Cough Hypersensitivity

Symptoms of cough hypersensitivity are this urge to cough, irritation, itch, scratch, tickle something there. There is something called allotussia, which is cough triggered by a non-tussive stimulant: talking, laughing, singing, changing positions, humidity, eating. There is hypertussia, an increased sensitivity to stimulant: cold air, dry air, fumes, odor, dust, aerosols, et cetera.

Many of these things are related to both central and peripheral pathways where the neuromodulators tend to work centrally, the nerve blocks tend to work on vagal afferent neural pathways. We can reduce this hypersensitivity. I think there is some real hope on the horizon to have other medications that we can use for cough.

Return to our Patient Case

Let us finish by going back to Joan. Joan was treated for underlying asthma, we did not find anything else. The allergy test was negative. She was treated for reflux. She is not on any medications that would trigger cough, allergy workup was negative. With that, I would say that my next steps would be, and typically, I would use a neuromodulator.

Now I will tell you, if they are older than 70, we are a little cautious starting with neuromodulators, and in fact sometimes, what we will do in those patients is we will do nerve blocks first because we are worried about the side effect and the risk of falling of neuromodulators in the elderly population. But in any case, I would typically start with amitriptyline and do that escalating dose. If they get up to 50 milligrams at night time and either if they are very sedated or they are not getting a response, then I would switch to one of the other neuromodulators. It really would depend on the patient and their age.

If those did not work, I would go to nerve blocks, and really the success of nerve blocks in our practice has been pretty remarkable. They are simple to do. We do a series of three and then we wait three months, and then usually I do a virtual visit with them and see how they are doing. If it got better and then it worsened, then I would do another series of three. If we did two series and they are still getting this dependency where they really need to keep doing it, then I start to do them bilateral nerve blocks once every three months, and oftentimes we can control them.

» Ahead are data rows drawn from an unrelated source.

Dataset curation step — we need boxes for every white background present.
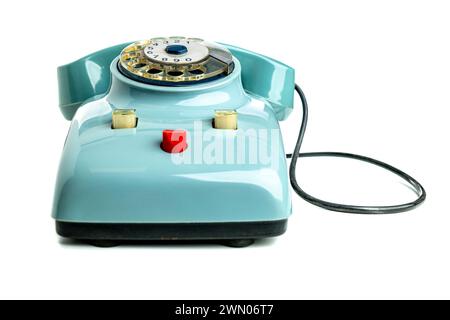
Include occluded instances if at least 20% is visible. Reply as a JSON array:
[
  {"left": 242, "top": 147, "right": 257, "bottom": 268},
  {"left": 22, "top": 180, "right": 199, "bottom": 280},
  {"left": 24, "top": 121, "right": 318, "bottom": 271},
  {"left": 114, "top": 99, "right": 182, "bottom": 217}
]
[{"left": 0, "top": 0, "right": 448, "bottom": 299}]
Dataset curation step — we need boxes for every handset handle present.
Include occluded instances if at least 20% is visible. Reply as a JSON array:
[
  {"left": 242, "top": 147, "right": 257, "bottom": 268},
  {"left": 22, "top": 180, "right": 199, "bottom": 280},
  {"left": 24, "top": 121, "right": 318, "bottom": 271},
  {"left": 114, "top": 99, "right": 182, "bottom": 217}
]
[
  {"left": 57, "top": 42, "right": 131, "bottom": 120},
  {"left": 57, "top": 42, "right": 295, "bottom": 121},
  {"left": 225, "top": 44, "right": 295, "bottom": 120}
]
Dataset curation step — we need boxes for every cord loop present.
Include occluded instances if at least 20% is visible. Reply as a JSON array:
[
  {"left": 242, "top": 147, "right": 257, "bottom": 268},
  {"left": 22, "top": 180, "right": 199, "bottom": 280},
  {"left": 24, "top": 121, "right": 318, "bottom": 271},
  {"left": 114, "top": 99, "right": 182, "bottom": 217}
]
[{"left": 288, "top": 84, "right": 426, "bottom": 214}]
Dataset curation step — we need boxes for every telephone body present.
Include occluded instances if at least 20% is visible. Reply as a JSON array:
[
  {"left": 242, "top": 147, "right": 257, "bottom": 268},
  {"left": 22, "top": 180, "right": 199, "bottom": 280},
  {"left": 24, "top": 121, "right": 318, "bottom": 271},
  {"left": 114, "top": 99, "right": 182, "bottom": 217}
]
[{"left": 52, "top": 37, "right": 295, "bottom": 246}]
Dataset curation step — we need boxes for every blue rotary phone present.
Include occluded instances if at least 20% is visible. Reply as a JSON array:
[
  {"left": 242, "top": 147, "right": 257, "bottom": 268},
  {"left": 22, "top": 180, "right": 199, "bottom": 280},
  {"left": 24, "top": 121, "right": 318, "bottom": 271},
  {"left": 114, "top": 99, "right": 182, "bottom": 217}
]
[{"left": 52, "top": 37, "right": 426, "bottom": 247}]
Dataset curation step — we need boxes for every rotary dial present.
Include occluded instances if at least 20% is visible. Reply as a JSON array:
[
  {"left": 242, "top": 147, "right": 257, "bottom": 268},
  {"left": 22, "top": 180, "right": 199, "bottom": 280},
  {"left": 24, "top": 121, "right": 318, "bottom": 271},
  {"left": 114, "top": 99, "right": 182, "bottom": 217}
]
[{"left": 119, "top": 37, "right": 234, "bottom": 85}]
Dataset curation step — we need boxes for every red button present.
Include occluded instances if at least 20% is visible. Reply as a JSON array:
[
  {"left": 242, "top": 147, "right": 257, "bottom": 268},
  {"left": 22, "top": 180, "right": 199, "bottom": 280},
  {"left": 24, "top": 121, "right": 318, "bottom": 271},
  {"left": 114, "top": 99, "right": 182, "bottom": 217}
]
[{"left": 161, "top": 129, "right": 188, "bottom": 153}]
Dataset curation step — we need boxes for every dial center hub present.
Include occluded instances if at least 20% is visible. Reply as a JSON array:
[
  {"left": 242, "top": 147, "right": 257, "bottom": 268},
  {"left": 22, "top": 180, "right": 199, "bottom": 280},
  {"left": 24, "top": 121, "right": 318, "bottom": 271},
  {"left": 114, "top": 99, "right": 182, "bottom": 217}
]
[{"left": 165, "top": 45, "right": 188, "bottom": 55}]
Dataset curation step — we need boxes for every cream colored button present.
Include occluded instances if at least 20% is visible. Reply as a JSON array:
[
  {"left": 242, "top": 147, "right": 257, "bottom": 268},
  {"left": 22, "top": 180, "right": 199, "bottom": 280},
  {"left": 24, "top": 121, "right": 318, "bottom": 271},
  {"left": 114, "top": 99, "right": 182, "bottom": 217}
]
[
  {"left": 214, "top": 110, "right": 237, "bottom": 130},
  {"left": 112, "top": 109, "right": 137, "bottom": 129}
]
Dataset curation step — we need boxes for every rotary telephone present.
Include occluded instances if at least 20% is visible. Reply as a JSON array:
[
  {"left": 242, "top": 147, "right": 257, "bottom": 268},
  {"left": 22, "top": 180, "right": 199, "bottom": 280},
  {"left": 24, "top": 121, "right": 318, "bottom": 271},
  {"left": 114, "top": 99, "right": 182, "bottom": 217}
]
[{"left": 52, "top": 37, "right": 425, "bottom": 247}]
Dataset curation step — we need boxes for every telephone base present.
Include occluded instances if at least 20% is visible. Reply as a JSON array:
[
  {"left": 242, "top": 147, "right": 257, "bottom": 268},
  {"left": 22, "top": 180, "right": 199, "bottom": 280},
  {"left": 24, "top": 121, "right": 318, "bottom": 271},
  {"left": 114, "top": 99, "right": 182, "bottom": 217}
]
[{"left": 56, "top": 220, "right": 287, "bottom": 246}]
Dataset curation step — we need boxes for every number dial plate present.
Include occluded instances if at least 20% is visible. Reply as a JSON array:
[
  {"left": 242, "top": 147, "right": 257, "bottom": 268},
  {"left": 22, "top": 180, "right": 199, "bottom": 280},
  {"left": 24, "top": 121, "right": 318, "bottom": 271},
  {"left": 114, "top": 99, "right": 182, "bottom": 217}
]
[
  {"left": 118, "top": 37, "right": 234, "bottom": 85},
  {"left": 144, "top": 38, "right": 209, "bottom": 65}
]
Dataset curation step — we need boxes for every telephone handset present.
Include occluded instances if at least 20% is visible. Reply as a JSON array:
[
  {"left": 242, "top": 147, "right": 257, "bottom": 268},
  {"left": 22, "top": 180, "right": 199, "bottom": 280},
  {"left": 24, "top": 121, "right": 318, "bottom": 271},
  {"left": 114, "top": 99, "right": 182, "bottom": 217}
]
[
  {"left": 57, "top": 41, "right": 295, "bottom": 121},
  {"left": 53, "top": 37, "right": 425, "bottom": 247}
]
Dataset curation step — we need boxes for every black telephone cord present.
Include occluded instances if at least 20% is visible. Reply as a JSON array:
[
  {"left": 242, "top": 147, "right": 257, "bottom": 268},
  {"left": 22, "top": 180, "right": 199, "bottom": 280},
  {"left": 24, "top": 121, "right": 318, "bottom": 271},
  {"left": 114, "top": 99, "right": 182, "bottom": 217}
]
[{"left": 287, "top": 84, "right": 426, "bottom": 214}]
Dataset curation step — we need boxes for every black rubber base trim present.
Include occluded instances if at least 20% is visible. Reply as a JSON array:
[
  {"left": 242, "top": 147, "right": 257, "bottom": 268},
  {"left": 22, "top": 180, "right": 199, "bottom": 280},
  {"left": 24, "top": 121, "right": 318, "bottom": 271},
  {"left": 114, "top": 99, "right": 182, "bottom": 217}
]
[{"left": 56, "top": 220, "right": 288, "bottom": 241}]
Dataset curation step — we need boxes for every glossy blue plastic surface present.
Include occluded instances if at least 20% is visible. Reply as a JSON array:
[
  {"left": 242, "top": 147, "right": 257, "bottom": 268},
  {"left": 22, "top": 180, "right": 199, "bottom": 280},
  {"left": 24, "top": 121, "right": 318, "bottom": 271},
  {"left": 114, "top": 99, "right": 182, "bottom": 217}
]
[
  {"left": 52, "top": 57, "right": 292, "bottom": 223},
  {"left": 57, "top": 42, "right": 295, "bottom": 120},
  {"left": 225, "top": 44, "right": 295, "bottom": 120},
  {"left": 57, "top": 43, "right": 127, "bottom": 120}
]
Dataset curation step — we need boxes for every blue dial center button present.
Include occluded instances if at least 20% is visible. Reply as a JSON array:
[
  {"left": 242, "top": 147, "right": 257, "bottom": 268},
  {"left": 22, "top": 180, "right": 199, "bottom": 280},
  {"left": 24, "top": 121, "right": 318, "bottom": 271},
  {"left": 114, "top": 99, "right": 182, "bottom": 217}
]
[{"left": 165, "top": 45, "right": 188, "bottom": 55}]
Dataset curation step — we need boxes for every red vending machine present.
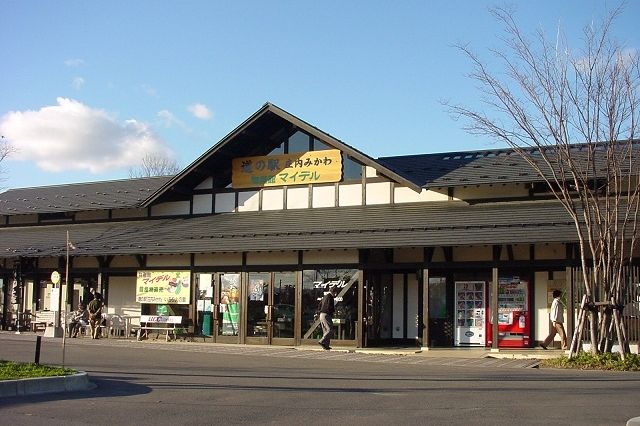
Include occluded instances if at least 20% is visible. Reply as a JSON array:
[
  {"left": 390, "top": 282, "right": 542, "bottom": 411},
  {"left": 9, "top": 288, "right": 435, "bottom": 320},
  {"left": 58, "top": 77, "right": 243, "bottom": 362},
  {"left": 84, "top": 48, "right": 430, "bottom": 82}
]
[{"left": 486, "top": 276, "right": 531, "bottom": 348}]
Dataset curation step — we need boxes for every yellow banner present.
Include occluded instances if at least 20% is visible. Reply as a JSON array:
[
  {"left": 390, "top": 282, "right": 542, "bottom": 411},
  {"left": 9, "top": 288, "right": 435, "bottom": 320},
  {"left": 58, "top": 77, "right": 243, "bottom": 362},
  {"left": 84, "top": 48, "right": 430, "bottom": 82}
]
[
  {"left": 232, "top": 149, "right": 342, "bottom": 189},
  {"left": 136, "top": 271, "right": 191, "bottom": 304}
]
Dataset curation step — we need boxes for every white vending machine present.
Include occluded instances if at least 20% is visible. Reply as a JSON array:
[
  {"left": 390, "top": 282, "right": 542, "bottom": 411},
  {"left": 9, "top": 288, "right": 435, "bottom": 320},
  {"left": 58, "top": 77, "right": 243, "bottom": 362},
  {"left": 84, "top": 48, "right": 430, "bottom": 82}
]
[{"left": 454, "top": 281, "right": 486, "bottom": 346}]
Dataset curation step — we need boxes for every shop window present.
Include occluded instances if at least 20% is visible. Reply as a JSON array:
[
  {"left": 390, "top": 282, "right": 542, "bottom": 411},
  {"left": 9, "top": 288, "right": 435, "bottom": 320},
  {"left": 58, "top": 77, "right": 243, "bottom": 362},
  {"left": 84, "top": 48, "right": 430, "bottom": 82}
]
[{"left": 302, "top": 269, "right": 358, "bottom": 341}]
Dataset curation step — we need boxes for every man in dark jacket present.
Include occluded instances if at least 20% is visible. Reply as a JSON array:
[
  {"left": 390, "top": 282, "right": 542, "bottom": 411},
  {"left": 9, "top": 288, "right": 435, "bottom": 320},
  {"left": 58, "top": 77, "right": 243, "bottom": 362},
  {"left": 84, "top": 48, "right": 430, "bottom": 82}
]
[
  {"left": 317, "top": 286, "right": 338, "bottom": 350},
  {"left": 87, "top": 293, "right": 104, "bottom": 339}
]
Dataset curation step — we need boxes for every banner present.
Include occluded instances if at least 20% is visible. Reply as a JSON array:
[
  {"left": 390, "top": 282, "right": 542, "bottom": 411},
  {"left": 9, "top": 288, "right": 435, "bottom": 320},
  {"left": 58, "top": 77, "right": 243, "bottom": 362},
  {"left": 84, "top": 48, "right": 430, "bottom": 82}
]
[
  {"left": 232, "top": 149, "right": 342, "bottom": 188},
  {"left": 136, "top": 271, "right": 191, "bottom": 304}
]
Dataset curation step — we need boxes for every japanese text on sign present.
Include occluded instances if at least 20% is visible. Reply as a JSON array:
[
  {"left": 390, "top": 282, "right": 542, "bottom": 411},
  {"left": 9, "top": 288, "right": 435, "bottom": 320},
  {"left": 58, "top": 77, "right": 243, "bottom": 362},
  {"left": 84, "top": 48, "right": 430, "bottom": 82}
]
[
  {"left": 136, "top": 270, "right": 191, "bottom": 304},
  {"left": 231, "top": 149, "right": 342, "bottom": 189}
]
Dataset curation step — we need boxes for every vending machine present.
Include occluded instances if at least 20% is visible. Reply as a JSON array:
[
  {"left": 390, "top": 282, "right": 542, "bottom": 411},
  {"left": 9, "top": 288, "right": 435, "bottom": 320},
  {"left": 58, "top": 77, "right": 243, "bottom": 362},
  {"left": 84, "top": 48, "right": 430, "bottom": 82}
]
[
  {"left": 454, "top": 281, "right": 486, "bottom": 346},
  {"left": 486, "top": 276, "right": 531, "bottom": 348}
]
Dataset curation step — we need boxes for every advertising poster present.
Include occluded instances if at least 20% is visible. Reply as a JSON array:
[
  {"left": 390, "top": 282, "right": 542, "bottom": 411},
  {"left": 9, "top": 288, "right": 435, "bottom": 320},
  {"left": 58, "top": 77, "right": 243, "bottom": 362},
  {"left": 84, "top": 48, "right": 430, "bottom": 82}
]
[{"left": 136, "top": 271, "right": 191, "bottom": 304}]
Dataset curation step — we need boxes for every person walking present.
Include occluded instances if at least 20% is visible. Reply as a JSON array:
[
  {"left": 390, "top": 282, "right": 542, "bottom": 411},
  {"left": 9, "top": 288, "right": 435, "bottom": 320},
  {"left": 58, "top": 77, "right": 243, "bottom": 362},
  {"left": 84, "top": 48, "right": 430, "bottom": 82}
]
[
  {"left": 317, "top": 286, "right": 338, "bottom": 350},
  {"left": 541, "top": 289, "right": 568, "bottom": 350},
  {"left": 87, "top": 293, "right": 104, "bottom": 339}
]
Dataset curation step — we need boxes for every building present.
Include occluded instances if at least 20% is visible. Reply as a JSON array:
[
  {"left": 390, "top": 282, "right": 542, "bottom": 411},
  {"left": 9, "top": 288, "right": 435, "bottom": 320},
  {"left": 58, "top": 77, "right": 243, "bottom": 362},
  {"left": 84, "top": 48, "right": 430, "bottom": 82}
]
[{"left": 1, "top": 103, "right": 638, "bottom": 349}]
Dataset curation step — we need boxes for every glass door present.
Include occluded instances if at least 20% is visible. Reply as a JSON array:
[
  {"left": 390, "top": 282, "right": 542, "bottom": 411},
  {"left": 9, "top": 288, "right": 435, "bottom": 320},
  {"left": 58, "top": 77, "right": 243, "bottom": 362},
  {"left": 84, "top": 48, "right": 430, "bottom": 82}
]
[
  {"left": 245, "top": 272, "right": 271, "bottom": 344},
  {"left": 215, "top": 273, "right": 241, "bottom": 343},
  {"left": 244, "top": 271, "right": 298, "bottom": 345},
  {"left": 364, "top": 272, "right": 393, "bottom": 347},
  {"left": 272, "top": 272, "right": 296, "bottom": 344}
]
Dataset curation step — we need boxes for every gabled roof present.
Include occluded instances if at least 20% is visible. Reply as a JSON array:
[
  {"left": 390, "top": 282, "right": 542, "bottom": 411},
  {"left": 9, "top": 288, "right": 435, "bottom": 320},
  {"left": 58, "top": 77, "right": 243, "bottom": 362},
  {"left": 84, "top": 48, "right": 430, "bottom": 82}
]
[
  {"left": 0, "top": 199, "right": 579, "bottom": 259},
  {"left": 0, "top": 176, "right": 172, "bottom": 216},
  {"left": 143, "top": 103, "right": 423, "bottom": 206},
  {"left": 378, "top": 141, "right": 640, "bottom": 189}
]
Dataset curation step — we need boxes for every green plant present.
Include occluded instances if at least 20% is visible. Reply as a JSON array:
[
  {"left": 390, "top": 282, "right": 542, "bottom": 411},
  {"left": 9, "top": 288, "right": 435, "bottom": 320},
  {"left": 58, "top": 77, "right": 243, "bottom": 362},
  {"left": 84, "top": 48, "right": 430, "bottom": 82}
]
[
  {"left": 0, "top": 360, "right": 75, "bottom": 380},
  {"left": 541, "top": 352, "right": 640, "bottom": 371}
]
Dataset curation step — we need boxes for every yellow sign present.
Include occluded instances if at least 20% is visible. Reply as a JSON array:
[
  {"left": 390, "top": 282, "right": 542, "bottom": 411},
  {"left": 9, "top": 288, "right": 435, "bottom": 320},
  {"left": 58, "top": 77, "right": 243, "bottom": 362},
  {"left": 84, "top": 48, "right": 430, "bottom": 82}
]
[
  {"left": 136, "top": 271, "right": 191, "bottom": 304},
  {"left": 232, "top": 149, "right": 342, "bottom": 189}
]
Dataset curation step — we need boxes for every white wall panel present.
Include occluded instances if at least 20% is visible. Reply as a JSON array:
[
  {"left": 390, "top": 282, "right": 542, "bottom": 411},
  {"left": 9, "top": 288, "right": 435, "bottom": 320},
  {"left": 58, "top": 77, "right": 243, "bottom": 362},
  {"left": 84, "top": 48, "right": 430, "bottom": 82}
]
[
  {"left": 150, "top": 201, "right": 190, "bottom": 216},
  {"left": 246, "top": 251, "right": 298, "bottom": 265},
  {"left": 108, "top": 276, "right": 140, "bottom": 319},
  {"left": 394, "top": 187, "right": 448, "bottom": 203},
  {"left": 312, "top": 185, "right": 335, "bottom": 208},
  {"left": 262, "top": 188, "right": 284, "bottom": 211},
  {"left": 215, "top": 193, "right": 236, "bottom": 213},
  {"left": 194, "top": 252, "right": 243, "bottom": 266},
  {"left": 286, "top": 187, "right": 309, "bottom": 209},
  {"left": 238, "top": 191, "right": 259, "bottom": 212},
  {"left": 146, "top": 255, "right": 190, "bottom": 267},
  {"left": 303, "top": 249, "right": 358, "bottom": 264},
  {"left": 338, "top": 184, "right": 362, "bottom": 206},
  {"left": 366, "top": 182, "right": 392, "bottom": 205},
  {"left": 195, "top": 177, "right": 213, "bottom": 189},
  {"left": 193, "top": 194, "right": 212, "bottom": 214}
]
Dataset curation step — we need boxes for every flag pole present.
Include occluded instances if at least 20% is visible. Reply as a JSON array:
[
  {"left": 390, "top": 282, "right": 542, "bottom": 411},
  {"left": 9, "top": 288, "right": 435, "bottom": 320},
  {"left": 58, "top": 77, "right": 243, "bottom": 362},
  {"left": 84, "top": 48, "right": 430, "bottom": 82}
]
[{"left": 62, "top": 230, "right": 69, "bottom": 366}]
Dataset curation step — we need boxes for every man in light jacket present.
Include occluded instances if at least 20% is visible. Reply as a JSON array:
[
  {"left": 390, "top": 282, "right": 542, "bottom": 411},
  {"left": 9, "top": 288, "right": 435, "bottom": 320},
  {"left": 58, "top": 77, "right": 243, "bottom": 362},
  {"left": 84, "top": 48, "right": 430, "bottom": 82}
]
[{"left": 541, "top": 289, "right": 568, "bottom": 350}]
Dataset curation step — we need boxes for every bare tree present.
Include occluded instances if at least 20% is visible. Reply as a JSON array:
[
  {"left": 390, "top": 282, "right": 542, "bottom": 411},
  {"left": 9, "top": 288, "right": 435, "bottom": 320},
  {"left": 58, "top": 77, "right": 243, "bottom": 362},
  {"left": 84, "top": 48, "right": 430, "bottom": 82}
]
[
  {"left": 1, "top": 135, "right": 15, "bottom": 185},
  {"left": 128, "top": 153, "right": 181, "bottom": 178},
  {"left": 447, "top": 6, "right": 640, "bottom": 357}
]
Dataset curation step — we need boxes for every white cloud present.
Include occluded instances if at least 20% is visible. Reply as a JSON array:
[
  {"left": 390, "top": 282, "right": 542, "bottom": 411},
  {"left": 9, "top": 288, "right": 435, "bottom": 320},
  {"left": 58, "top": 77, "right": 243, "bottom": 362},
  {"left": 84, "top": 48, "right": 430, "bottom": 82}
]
[
  {"left": 188, "top": 103, "right": 213, "bottom": 120},
  {"left": 72, "top": 77, "right": 85, "bottom": 90},
  {"left": 158, "top": 110, "right": 183, "bottom": 128},
  {"left": 0, "top": 98, "right": 174, "bottom": 174},
  {"left": 64, "top": 58, "right": 84, "bottom": 67}
]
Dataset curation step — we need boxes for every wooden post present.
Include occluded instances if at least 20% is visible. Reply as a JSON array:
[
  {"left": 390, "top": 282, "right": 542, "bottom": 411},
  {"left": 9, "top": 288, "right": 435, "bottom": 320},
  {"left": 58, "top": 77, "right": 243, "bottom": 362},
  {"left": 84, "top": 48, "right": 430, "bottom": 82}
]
[
  {"left": 422, "top": 268, "right": 430, "bottom": 349},
  {"left": 491, "top": 267, "right": 499, "bottom": 350}
]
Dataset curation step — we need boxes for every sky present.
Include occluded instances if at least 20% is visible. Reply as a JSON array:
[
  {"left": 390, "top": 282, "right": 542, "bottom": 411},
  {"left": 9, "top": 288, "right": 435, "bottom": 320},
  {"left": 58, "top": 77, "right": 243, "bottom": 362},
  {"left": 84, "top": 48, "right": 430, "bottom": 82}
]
[{"left": 1, "top": 1, "right": 638, "bottom": 190}]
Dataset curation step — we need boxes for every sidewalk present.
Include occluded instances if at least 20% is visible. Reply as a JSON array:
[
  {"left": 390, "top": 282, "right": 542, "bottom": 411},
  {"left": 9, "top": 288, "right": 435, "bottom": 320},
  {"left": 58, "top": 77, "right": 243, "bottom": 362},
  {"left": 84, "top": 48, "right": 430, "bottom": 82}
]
[
  {"left": 2, "top": 330, "right": 555, "bottom": 397},
  {"left": 1, "top": 329, "right": 557, "bottom": 364}
]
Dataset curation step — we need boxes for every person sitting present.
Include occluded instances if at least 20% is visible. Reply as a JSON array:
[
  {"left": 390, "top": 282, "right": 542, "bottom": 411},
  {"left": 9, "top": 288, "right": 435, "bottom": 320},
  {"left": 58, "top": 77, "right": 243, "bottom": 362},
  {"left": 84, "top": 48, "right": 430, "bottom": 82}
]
[{"left": 68, "top": 303, "right": 88, "bottom": 337}]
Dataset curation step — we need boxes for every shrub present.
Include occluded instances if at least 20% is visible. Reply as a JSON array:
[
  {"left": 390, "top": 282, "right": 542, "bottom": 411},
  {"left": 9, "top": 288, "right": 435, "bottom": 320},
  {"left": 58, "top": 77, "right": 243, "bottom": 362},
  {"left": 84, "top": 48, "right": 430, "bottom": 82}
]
[
  {"left": 541, "top": 352, "right": 640, "bottom": 371},
  {"left": 0, "top": 360, "right": 75, "bottom": 380}
]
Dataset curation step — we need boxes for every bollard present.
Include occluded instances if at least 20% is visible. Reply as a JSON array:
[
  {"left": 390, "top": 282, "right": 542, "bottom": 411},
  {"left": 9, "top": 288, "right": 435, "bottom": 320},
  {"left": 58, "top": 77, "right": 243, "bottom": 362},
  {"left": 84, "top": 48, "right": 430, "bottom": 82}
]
[{"left": 35, "top": 335, "right": 42, "bottom": 365}]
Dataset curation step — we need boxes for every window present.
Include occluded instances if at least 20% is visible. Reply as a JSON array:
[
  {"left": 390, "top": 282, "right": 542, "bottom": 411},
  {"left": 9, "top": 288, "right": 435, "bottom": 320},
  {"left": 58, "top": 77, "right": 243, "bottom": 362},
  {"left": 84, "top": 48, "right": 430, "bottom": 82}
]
[
  {"left": 288, "top": 131, "right": 310, "bottom": 153},
  {"left": 342, "top": 155, "right": 362, "bottom": 181},
  {"left": 302, "top": 269, "right": 358, "bottom": 341},
  {"left": 313, "top": 138, "right": 332, "bottom": 151}
]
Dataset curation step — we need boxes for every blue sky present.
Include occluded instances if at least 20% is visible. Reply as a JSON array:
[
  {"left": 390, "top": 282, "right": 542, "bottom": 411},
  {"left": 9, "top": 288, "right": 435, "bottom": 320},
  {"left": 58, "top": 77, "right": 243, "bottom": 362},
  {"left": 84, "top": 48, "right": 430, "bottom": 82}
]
[{"left": 1, "top": 1, "right": 638, "bottom": 190}]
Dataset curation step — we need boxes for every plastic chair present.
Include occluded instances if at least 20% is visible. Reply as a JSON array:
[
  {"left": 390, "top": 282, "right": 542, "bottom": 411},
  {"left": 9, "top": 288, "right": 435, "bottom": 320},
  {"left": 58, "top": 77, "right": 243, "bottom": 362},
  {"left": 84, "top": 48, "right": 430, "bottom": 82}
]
[{"left": 108, "top": 314, "right": 126, "bottom": 338}]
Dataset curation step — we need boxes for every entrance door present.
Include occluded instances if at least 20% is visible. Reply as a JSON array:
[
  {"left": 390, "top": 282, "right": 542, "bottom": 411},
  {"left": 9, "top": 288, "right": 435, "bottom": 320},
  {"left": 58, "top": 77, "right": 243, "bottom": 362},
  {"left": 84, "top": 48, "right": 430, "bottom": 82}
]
[
  {"left": 365, "top": 272, "right": 393, "bottom": 346},
  {"left": 428, "top": 276, "right": 454, "bottom": 347},
  {"left": 245, "top": 272, "right": 297, "bottom": 345},
  {"left": 214, "top": 273, "right": 242, "bottom": 343},
  {"left": 365, "top": 271, "right": 420, "bottom": 347}
]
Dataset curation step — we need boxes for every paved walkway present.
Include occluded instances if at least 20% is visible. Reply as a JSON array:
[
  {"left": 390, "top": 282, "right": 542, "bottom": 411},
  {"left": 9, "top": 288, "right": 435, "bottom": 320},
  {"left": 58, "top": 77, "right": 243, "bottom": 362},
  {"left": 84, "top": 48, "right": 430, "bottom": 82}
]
[{"left": 2, "top": 330, "right": 554, "bottom": 369}]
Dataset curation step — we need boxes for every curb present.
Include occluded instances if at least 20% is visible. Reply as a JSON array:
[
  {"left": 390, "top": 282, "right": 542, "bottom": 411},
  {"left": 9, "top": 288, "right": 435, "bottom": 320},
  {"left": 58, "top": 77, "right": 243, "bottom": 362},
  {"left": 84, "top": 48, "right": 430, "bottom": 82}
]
[{"left": 0, "top": 371, "right": 94, "bottom": 398}]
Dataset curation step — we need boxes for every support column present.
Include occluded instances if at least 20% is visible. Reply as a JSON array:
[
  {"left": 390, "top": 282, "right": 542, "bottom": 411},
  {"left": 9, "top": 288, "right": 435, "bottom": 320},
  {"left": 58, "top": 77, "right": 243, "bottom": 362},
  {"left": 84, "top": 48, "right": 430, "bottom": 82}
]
[
  {"left": 422, "top": 268, "right": 430, "bottom": 349},
  {"left": 357, "top": 269, "right": 364, "bottom": 348},
  {"left": 491, "top": 267, "right": 499, "bottom": 350}
]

As I said, with the paroxysmal coughs, the kind of laryngospastic cough, and I think you need to use the diagnostic code laryngospasm or you will have difficulty getting botulinum toxin injections approved for that group, and they really probably are laryngeal spastic. Then we try botulinum toxin injections and we get about the same response. We get about 50% of those people respond. There is no reason they can't continue the neuromodulator, and sometimes we will do nerve blocks with the neuromodulator.

If that does not work, I do not have a lot of potential treatment options. In the elderly patients with bowed vocal folds, with that little aspiration that they get because of that, we can do augmentation. You could try an office augmentation with hyaluronic acid. I prefer fat injections, but sometimes we will do bilateral implants.

It is a step-wise process and you really need to be very conscientious that you have dotted all your i's and crossed all your t's to make sure that we have got the right diagnosis, we have ruled out any other potential causes of cough, and then we have addressed the cough from a symptomatic standpoint.

The last thing is, allergy treatment can often be effective, nasal treatment can be effective. We try a course of intranasal steroids, sometimes we get a CT scan of the sinuses and make sure that that is not involved as there are true postnasal drip chronic sinusitis patients with cough.

From an ENT perspective, we should really, really be a big part of this treatment team, and along with pulmonologists and GI doctors, we can usually get most patients under good control.